The result of the Simpson 1/3 rule is: 0.037230624763494945

simpson_38_result = compSimp38(f, [h*10, interval[1]], 3)
print(f'The result of the Simpson 3/8 rule is: {simpson_38_result}')

The result of the Simpson 3/8 rule is: 0.004689313722365598

total1 = simpson_13_result + simpson_38_result
print(f'The total result of the composite Simpson rule is: {total1}, with error: {abs(quad_result - total1)}')

The total result of the composite Simpson rule is: 0.04191993848586054, with error: 0.00011089393239946399

romberg_res = romberg(f, interval[0], h*8, 4)[-1, -1] # it is goinf to use 2^3 = 8 intervals over the first 8 intervals of the original range
#notice that we need to pass 4 as max_iter to go up to k=3
print(f'The result of the Romberg integration is: {romberg_res}')

The result of the Romberg integration is: 0.03536375805377784

simpson_13_result_2 = compSimp13(f, [h*8, interval[1]], 4)
print(f'The result of the Simpson 1/3 rule is: {simpson_13_result_2}')

The result of the Simpson 1/3 rule is: 0.0062421951988889

total1 = simpson_13_result_2 + romberg_res
print(f'The total result of the Simpson 1/3  + Romberg rule is: {total1}, with error: {abs(quad_result - total1)}')

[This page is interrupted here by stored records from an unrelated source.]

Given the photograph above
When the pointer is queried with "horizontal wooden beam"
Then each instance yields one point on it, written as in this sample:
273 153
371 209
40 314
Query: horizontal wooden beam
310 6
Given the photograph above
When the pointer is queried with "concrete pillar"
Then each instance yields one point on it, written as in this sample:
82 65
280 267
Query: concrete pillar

The total result of the Simpson 1/3  + Romberg rule is: 0.041605953252666736, with error: 0.0002030913007943433

Romberg's method requires the number of intervals to be powers of 2, Simpson 1/3 requires an even number of intervals and Simpson 3/8 requires multiple of 3. In this case, 13 intervals are required, thus a mixed approach shall be used. In general, different options can be used. For example:

• Simpson 1/3 over the first 10 intervals + Simpson 3/8 on the remaining ones.

• Romberg over the first 8 intervals ($2^3$) and Simpson 1/3 over the remaining 4 intervals.